In France, the trial of six members of a French charity convicted in Chad for trying to kidnap over 100 children finished on Wednesday. Lawyers for defendants in the dock argued that they had been mesmerised by a charismatic cult leader.

Members of the Arche de Zoé (Zoe’s Ark) charity were caught in 2007 trying to take 103 children from Chad into France.

They said they were rescuing orphaned children from Sudan’s western Darfur region, to bring them to France to be adopted.

Other NGOs determined that the children were in fact Chadian and members of the group were sentenced to hard labour in Chad.

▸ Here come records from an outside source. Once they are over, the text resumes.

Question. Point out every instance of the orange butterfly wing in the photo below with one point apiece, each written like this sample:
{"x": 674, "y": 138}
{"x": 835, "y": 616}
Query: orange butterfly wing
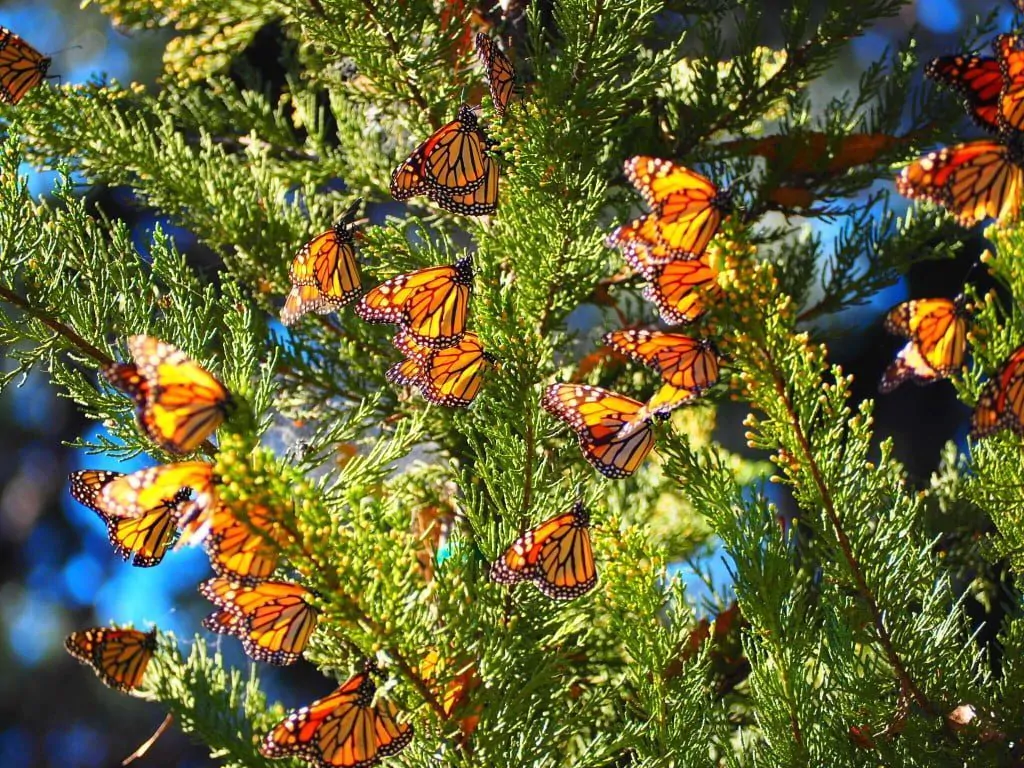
{"x": 979, "y": 82}
{"x": 937, "y": 330}
{"x": 450, "y": 161}
{"x": 683, "y": 361}
{"x": 345, "y": 729}
{"x": 682, "y": 290}
{"x": 22, "y": 67}
{"x": 239, "y": 548}
{"x": 325, "y": 273}
{"x": 136, "y": 494}
{"x": 183, "y": 403}
{"x": 118, "y": 656}
{"x": 556, "y": 555}
{"x": 450, "y": 377}
{"x": 687, "y": 207}
{"x": 974, "y": 181}
{"x": 501, "y": 74}
{"x": 147, "y": 537}
{"x": 1011, "y": 60}
{"x": 613, "y": 430}
{"x": 480, "y": 202}
{"x": 1000, "y": 404}
{"x": 275, "y": 619}
{"x": 431, "y": 304}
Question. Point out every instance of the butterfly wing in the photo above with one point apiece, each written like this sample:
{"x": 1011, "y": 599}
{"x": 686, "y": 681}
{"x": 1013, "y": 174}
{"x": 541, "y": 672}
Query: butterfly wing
{"x": 1000, "y": 404}
{"x": 501, "y": 74}
{"x": 979, "y": 82}
{"x": 450, "y": 161}
{"x": 612, "y": 429}
{"x": 342, "y": 730}
{"x": 118, "y": 656}
{"x": 22, "y": 67}
{"x": 185, "y": 402}
{"x": 1011, "y": 61}
{"x": 682, "y": 290}
{"x": 325, "y": 274}
{"x": 276, "y": 619}
{"x": 146, "y": 538}
{"x": 683, "y": 361}
{"x": 974, "y": 181}
{"x": 452, "y": 377}
{"x": 480, "y": 202}
{"x": 239, "y": 549}
{"x": 431, "y": 304}
{"x": 556, "y": 555}
{"x": 687, "y": 207}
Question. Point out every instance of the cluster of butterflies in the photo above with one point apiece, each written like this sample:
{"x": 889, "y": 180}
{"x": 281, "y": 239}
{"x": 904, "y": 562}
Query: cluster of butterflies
{"x": 668, "y": 248}
{"x": 455, "y": 170}
{"x": 975, "y": 180}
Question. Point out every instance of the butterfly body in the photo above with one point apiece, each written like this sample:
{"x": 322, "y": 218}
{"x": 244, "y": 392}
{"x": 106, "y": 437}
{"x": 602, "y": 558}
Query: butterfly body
{"x": 118, "y": 656}
{"x": 430, "y": 304}
{"x": 345, "y": 729}
{"x": 451, "y": 161}
{"x": 937, "y": 333}
{"x": 501, "y": 74}
{"x": 683, "y": 361}
{"x": 325, "y": 273}
{"x": 556, "y": 556}
{"x": 22, "y": 67}
{"x": 273, "y": 620}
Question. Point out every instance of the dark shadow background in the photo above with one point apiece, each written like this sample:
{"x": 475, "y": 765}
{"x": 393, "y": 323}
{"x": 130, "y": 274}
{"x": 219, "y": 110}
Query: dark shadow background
{"x": 56, "y": 569}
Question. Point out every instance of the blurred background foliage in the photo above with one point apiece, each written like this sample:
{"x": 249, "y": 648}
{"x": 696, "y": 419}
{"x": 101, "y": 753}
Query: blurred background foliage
{"x": 57, "y": 570}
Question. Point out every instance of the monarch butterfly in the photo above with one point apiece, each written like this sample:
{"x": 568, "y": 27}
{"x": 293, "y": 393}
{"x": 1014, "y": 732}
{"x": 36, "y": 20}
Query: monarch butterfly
{"x": 681, "y": 290}
{"x": 451, "y": 161}
{"x": 480, "y": 202}
{"x": 273, "y": 620}
{"x": 974, "y": 180}
{"x": 22, "y": 67}
{"x": 118, "y": 656}
{"x": 449, "y": 377}
{"x": 239, "y": 548}
{"x": 1000, "y": 404}
{"x": 556, "y": 556}
{"x": 687, "y": 207}
{"x": 937, "y": 333}
{"x": 325, "y": 274}
{"x": 147, "y": 537}
{"x": 346, "y": 729}
{"x": 684, "y": 363}
{"x": 501, "y": 74}
{"x": 430, "y": 304}
{"x": 137, "y": 494}
{"x": 979, "y": 82}
{"x": 178, "y": 403}
{"x": 613, "y": 430}
{"x": 1011, "y": 58}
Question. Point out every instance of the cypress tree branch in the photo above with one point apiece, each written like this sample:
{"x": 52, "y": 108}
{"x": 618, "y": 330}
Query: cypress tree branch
{"x": 414, "y": 90}
{"x": 906, "y": 681}
{"x": 83, "y": 346}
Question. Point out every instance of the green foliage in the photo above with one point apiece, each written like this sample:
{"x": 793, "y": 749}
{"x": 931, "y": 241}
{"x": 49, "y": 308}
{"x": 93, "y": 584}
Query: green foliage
{"x": 853, "y": 647}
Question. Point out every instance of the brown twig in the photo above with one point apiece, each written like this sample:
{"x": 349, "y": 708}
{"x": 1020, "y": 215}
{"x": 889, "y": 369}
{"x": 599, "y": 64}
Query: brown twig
{"x": 19, "y": 301}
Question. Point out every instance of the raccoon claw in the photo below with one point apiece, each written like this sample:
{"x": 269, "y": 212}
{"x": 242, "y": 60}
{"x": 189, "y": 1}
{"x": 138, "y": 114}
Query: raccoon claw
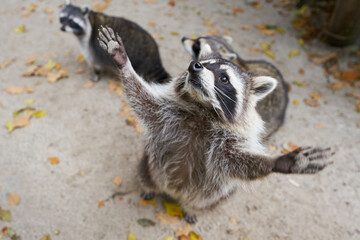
{"x": 301, "y": 160}
{"x": 113, "y": 45}
{"x": 191, "y": 219}
{"x": 147, "y": 196}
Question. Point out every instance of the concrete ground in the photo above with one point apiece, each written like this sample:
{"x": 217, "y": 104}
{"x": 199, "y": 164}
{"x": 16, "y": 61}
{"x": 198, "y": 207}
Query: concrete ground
{"x": 94, "y": 144}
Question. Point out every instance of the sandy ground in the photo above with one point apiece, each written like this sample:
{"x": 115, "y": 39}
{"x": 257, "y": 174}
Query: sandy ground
{"x": 93, "y": 143}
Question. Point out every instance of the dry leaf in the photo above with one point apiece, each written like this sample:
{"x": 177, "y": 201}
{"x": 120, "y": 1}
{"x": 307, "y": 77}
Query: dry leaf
{"x": 53, "y": 160}
{"x": 117, "y": 180}
{"x": 101, "y": 203}
{"x": 237, "y": 10}
{"x": 13, "y": 199}
{"x": 166, "y": 219}
{"x": 89, "y": 84}
{"x": 14, "y": 90}
{"x": 315, "y": 95}
{"x": 349, "y": 75}
{"x": 311, "y": 102}
{"x": 336, "y": 85}
{"x": 6, "y": 63}
{"x": 31, "y": 60}
{"x": 183, "y": 230}
{"x": 213, "y": 32}
{"x": 21, "y": 121}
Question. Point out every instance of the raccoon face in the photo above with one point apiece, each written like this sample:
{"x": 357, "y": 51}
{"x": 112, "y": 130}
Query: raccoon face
{"x": 73, "y": 19}
{"x": 221, "y": 85}
{"x": 220, "y": 45}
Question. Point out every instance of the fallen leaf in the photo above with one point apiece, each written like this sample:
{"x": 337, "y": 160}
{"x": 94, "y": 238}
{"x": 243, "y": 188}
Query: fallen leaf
{"x": 6, "y": 63}
{"x": 14, "y": 90}
{"x": 46, "y": 237}
{"x": 21, "y": 121}
{"x": 29, "y": 101}
{"x": 117, "y": 180}
{"x": 13, "y": 199}
{"x": 237, "y": 10}
{"x": 144, "y": 222}
{"x": 89, "y": 84}
{"x": 101, "y": 203}
{"x": 349, "y": 75}
{"x": 31, "y": 60}
{"x": 166, "y": 218}
{"x": 53, "y": 160}
{"x": 131, "y": 236}
{"x": 269, "y": 53}
{"x": 5, "y": 215}
{"x": 293, "y": 53}
{"x": 81, "y": 58}
{"x": 311, "y": 102}
{"x": 246, "y": 27}
{"x": 20, "y": 29}
{"x": 232, "y": 220}
{"x": 173, "y": 209}
{"x": 9, "y": 125}
{"x": 336, "y": 85}
{"x": 183, "y": 230}
{"x": 315, "y": 95}
{"x": 39, "y": 114}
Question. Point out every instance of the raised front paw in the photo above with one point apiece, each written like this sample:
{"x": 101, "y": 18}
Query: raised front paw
{"x": 113, "y": 45}
{"x": 303, "y": 160}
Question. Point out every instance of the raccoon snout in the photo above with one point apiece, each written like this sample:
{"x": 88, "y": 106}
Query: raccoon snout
{"x": 195, "y": 67}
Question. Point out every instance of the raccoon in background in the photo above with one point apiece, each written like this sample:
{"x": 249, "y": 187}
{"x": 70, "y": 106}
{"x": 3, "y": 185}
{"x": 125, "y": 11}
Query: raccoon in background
{"x": 142, "y": 48}
{"x": 272, "y": 108}
{"x": 202, "y": 131}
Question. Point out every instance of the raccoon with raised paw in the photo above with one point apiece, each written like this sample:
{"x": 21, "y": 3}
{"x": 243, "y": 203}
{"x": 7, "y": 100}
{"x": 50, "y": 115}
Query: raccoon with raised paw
{"x": 142, "y": 48}
{"x": 202, "y": 130}
{"x": 272, "y": 108}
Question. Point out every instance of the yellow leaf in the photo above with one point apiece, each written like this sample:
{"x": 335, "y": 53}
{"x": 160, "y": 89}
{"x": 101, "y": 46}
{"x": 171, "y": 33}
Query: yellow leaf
{"x": 117, "y": 180}
{"x": 294, "y": 53}
{"x": 131, "y": 236}
{"x": 13, "y": 199}
{"x": 10, "y": 125}
{"x": 20, "y": 29}
{"x": 29, "y": 101}
{"x": 53, "y": 160}
{"x": 50, "y": 64}
{"x": 39, "y": 114}
{"x": 173, "y": 209}
{"x": 270, "y": 54}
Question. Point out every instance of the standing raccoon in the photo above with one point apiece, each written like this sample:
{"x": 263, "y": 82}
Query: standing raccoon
{"x": 202, "y": 130}
{"x": 142, "y": 48}
{"x": 273, "y": 108}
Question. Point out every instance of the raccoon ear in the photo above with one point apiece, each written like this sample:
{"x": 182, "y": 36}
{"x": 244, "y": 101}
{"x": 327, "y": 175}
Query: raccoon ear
{"x": 228, "y": 39}
{"x": 85, "y": 9}
{"x": 263, "y": 85}
{"x": 229, "y": 56}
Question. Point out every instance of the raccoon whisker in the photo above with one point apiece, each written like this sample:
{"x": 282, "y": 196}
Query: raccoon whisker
{"x": 220, "y": 91}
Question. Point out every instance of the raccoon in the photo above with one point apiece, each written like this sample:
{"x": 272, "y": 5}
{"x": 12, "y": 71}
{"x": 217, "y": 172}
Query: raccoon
{"x": 142, "y": 48}
{"x": 273, "y": 108}
{"x": 202, "y": 130}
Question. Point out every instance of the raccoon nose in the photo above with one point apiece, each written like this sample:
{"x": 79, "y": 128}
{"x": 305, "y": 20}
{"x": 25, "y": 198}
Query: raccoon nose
{"x": 195, "y": 67}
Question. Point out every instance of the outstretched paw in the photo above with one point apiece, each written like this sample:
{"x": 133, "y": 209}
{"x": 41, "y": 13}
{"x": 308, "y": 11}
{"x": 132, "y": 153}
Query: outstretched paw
{"x": 113, "y": 45}
{"x": 303, "y": 160}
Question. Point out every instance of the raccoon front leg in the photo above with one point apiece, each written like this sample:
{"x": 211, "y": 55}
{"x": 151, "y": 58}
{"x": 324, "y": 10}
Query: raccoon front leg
{"x": 137, "y": 90}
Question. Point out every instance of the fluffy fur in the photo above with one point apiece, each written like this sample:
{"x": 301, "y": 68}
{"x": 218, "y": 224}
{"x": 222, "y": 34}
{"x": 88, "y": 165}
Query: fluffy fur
{"x": 199, "y": 147}
{"x": 142, "y": 48}
{"x": 273, "y": 108}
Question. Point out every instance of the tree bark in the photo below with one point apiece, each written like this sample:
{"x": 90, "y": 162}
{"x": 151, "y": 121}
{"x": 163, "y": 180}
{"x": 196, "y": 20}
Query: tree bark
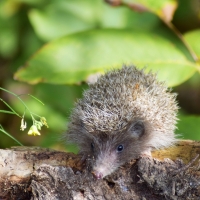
{"x": 39, "y": 173}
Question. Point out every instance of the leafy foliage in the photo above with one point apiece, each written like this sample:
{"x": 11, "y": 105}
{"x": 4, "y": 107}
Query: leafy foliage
{"x": 60, "y": 44}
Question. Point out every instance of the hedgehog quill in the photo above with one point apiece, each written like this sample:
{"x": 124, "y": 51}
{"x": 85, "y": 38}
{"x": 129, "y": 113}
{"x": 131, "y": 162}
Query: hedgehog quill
{"x": 125, "y": 114}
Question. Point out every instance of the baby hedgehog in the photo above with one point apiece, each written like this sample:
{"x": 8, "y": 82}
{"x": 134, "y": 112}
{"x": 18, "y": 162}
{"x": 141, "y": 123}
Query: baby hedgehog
{"x": 124, "y": 114}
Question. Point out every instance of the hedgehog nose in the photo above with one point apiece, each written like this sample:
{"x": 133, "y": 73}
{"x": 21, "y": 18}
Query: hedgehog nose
{"x": 97, "y": 175}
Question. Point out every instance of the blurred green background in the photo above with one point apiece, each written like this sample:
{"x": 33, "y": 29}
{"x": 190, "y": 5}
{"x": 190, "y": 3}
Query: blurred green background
{"x": 51, "y": 49}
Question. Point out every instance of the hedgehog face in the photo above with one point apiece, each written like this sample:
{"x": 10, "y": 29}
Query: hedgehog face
{"x": 110, "y": 151}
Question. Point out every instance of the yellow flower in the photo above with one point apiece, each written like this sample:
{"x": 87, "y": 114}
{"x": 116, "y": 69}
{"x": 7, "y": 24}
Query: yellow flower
{"x": 33, "y": 131}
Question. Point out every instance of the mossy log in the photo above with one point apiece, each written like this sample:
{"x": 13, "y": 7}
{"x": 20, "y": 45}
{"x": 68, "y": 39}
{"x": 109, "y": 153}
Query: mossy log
{"x": 40, "y": 173}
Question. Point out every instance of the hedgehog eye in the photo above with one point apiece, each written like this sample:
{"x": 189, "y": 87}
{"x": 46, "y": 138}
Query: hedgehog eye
{"x": 92, "y": 146}
{"x": 120, "y": 148}
{"x": 137, "y": 129}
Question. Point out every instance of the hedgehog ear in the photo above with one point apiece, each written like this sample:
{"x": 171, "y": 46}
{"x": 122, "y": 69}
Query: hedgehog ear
{"x": 136, "y": 129}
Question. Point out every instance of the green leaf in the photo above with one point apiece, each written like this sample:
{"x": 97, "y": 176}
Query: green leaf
{"x": 189, "y": 127}
{"x": 193, "y": 39}
{"x": 73, "y": 58}
{"x": 164, "y": 9}
{"x": 63, "y": 17}
{"x": 60, "y": 18}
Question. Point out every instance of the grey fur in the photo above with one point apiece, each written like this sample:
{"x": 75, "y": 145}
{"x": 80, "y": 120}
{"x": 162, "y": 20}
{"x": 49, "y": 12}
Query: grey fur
{"x": 109, "y": 108}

They were returned to France on condition that they would face trial but the group’s founder, Eric Breateau, and his partner, Emilie Lelouch, now live in South Africa.

They were tried in absentia here in France on charges of fraud, illegally mediating adoptions and for helping illegal minors enter France.

Four other defendants faced the same charges - Chirstophe Letien, who helped coordinate the operation in France, Doctor Philippe Van Winkelberg, logistician Alain Peligat, and journalist Marie-Agnès Pèleran.

Her lawyer, Stéphane Lataste, told the court Wednesday that the defendants were blinded by good intentions and their belief that they were really saving children from Darfur.

He described the group’s leader, Eric Breteau, as almost a cult leader:

“He is someone who is very persuasive,” Lataste said in his closing arguments. “All those who committed themselves to him really believed in his sincerity.”

The Arche de Zoé had “all the hallmarks of a sect”, Lataste argued.

Breteau “had all the attributes of a guru, faced with people who were completely devoted to him. And unfortunately they found themselves involved with an operation that ended in disaster. In my opinion, this was a sect.”

Breteau and Lelouch themselves never showed up in court during the two-week trial, nor were they represented by lawyers, which allowed the others to put all the blame on them.

Prosecutors on Tuesday asked for two years in prison for Breteau and Lelouch, along with an arrest warrant for the pair, who are currenly in South Africa.

They asked for suspended prison terms for the four others.